Kriz geçirdiği o karanlık geceleri hatırladı. O anlarda, sığınmak için hep ablasına koşmak istemişti; ablası onun gözünde adeta bir anne gibiydi. “Annemiz gibi saçımı okşasan, abla, ne olur,” dediğinde, içindeki o derin acı bir anlığına dinmiş gibiydi. Ancak hemen ardından ablası Belin, beklenmedik şekilde acımasız sözler sarf etmişti:
“Umarım elde ettiğin tüm sevgiler hep yarım kalacak şekilde sonlansın,” demişti. Bu sözlerin yarattığı yara, Kardelen’in kalbinde hâlâ tazeydi. Bu anları hatırladıkça, Korkut’un kalbi sanki bir yerden açılıyor ve içine iğneler saplanıyormuş gibi hissediyordu. Belin’in o sözleri, onun zaten derin olan yaralarını yeniden açmıştı.
Korkut'un hayatındaki her şey, sevdiği ve aşık olduğu her şey yarım kalmıştı. Mesleği, ailesi... Şimdi ise Kardelen ve küçüğü . Onlara zarar geleme düşüncesi kalbine iyi gelmiyordu
Ablası, sevme hakkını elinden almıştı. Artık ablasını annesi gibi görmemesi gerektiğini anlamıştı. O güven, o bağ tamamen kopmuştu.
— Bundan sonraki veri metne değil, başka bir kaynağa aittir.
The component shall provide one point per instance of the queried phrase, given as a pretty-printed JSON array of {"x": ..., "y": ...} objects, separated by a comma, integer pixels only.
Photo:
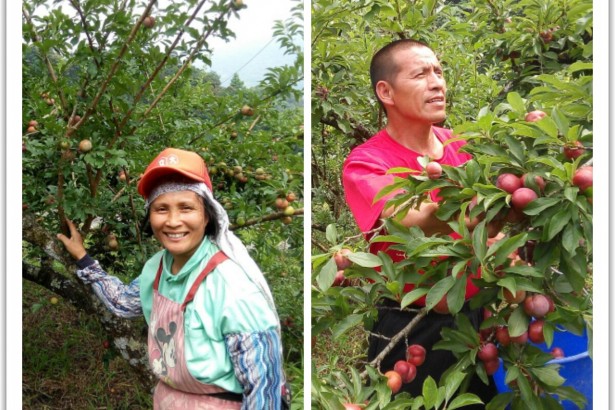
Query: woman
[{"x": 214, "y": 336}]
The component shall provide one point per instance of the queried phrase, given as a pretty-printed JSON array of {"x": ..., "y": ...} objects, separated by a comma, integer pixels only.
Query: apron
[{"x": 177, "y": 388}]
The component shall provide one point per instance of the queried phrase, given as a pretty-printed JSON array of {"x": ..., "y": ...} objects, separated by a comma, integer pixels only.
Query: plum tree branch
[
  {"x": 52, "y": 73},
  {"x": 270, "y": 217},
  {"x": 359, "y": 132},
  {"x": 128, "y": 336},
  {"x": 116, "y": 63},
  {"x": 188, "y": 61},
  {"x": 396, "y": 339},
  {"x": 162, "y": 63}
]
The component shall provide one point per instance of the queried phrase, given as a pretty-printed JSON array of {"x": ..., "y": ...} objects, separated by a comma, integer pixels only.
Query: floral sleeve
[
  {"x": 121, "y": 299},
  {"x": 258, "y": 367}
]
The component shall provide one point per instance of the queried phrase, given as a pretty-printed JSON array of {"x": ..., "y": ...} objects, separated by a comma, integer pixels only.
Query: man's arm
[{"x": 425, "y": 218}]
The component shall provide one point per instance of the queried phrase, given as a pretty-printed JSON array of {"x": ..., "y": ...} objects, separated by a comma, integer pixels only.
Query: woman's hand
[{"x": 74, "y": 244}]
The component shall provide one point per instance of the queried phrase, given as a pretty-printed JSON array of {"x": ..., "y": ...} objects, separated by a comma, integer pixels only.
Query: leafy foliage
[
  {"x": 501, "y": 61},
  {"x": 96, "y": 71}
]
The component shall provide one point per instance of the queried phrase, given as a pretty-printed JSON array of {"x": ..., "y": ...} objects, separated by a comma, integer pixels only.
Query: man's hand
[{"x": 74, "y": 244}]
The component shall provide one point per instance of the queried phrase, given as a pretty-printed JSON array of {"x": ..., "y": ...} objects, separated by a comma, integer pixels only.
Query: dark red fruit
[
  {"x": 535, "y": 331},
  {"x": 394, "y": 380},
  {"x": 526, "y": 252},
  {"x": 522, "y": 197},
  {"x": 487, "y": 352},
  {"x": 583, "y": 178},
  {"x": 557, "y": 353},
  {"x": 434, "y": 170},
  {"x": 415, "y": 354},
  {"x": 442, "y": 306},
  {"x": 502, "y": 336},
  {"x": 522, "y": 338},
  {"x": 518, "y": 297},
  {"x": 508, "y": 182},
  {"x": 540, "y": 182},
  {"x": 340, "y": 278},
  {"x": 574, "y": 150},
  {"x": 491, "y": 366},
  {"x": 535, "y": 115},
  {"x": 536, "y": 306},
  {"x": 341, "y": 258}
]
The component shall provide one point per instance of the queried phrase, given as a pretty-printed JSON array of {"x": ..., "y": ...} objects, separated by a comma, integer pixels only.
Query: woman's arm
[
  {"x": 122, "y": 300},
  {"x": 257, "y": 363}
]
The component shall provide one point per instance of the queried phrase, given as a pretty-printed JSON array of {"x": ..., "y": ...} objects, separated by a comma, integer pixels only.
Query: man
[{"x": 408, "y": 81}]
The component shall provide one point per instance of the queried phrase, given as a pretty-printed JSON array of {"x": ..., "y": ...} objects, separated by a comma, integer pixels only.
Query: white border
[
  {"x": 307, "y": 198},
  {"x": 13, "y": 210},
  {"x": 601, "y": 205},
  {"x": 3, "y": 213}
]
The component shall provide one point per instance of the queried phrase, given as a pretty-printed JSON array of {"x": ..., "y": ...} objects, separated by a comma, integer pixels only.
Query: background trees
[
  {"x": 106, "y": 85},
  {"x": 501, "y": 60}
]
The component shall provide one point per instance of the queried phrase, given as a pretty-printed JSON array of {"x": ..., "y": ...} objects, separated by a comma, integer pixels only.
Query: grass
[{"x": 65, "y": 363}]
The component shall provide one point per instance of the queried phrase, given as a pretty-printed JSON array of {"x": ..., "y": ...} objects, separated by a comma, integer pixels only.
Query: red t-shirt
[{"x": 365, "y": 174}]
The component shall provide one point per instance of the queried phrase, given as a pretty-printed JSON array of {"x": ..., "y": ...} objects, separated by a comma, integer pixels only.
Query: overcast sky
[{"x": 254, "y": 32}]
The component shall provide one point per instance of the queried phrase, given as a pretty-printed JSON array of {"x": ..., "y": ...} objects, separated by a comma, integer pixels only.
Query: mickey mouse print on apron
[{"x": 177, "y": 388}]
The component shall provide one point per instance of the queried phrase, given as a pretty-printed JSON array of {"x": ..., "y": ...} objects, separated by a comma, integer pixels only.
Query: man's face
[{"x": 418, "y": 89}]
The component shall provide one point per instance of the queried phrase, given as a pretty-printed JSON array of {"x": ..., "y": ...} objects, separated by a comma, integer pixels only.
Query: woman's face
[{"x": 178, "y": 221}]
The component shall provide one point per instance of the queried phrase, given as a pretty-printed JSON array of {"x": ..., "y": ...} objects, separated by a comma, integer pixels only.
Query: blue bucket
[{"x": 576, "y": 367}]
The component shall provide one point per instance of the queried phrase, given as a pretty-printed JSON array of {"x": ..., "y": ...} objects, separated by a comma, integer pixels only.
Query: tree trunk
[{"x": 129, "y": 335}]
Temelli kaybetmişti ve aralarındaki tek bağ, sadece aynı kanı taşımalarıydı. Korkut için bu kopuş, derin bir yara bırakmıştı ama artık bunu kabullenmek zorundaydı.
Aile dediği şeyin sadece bir isimden ibaret olduğunu acıyla fark ediyordu.
Kimsesiz kalmıştı; çevresindeki insanların nefretini kazanmak, bir zamanlar onu mutlu etmişti.
Ama sonrasında, derin bir yalnızlık duygusuyla baş başa kalınca, kendi eliyle yarattığı yalnızlığa küfür etmişti. O yalnızlık ona ağır geliyordu . Belki de onu en çok yaralayan, merak edilmemek duygusuydu.
Kardelen’in kendisinden iğrendiğini hissetmek, Korkut’u içten içe yaralıyordu. Davranışlarından, bakışlarından
“Sanırım onu kazanmadan kaybettim,” diye düşündü. Bu, kendisi için bir kayıp ama Kardelen için bir kazançtı.
Her geçen gün Kardelen’in yanında durmanın verdiği mutluluğu kaybetmekle kalmamış, aynı zamanda onun gözünde kaybolmuş olmanın ağırlığını da taşıyordu. Yalnızlık, ona bir ceza gibi geliyordu ve Korkut, artık nefretiyle beslediği hayatından kaçmak istiyordu
. Saçlarını annesinden sonra tek isteyerek okşayan kişi olan Kardelen’e teşekkür etmeyi unutmuştu.
Belki de teşekkür etme şansım hiç olmayacak, diye düşündü. Bu düşünce içini acı bir boşlukla doldurdu. Kardelen eğer geçmişi öğrenirse.......
Eğer Kardelen de ablası gibi ona beddualar eder, sonunda tüm kapılarını kapatırsa ne yapardı? Kardelen’in nefretiyle yüzleşmek, onun en korktuğu şeydi. Bu düşünce içini sıkarken bir an kendine gülümsedi. “Hayır, Kardelen bunları yapmaz,” diye mırıldandı. Kardelen’in yapısı, adalet ve kurallar üzerine kuruluydu. Öfkelense bile, küçümseyip lanet etmek yerine, olayları adil bir şekilde yargılar, her şeyi kurallarına göre yapardı.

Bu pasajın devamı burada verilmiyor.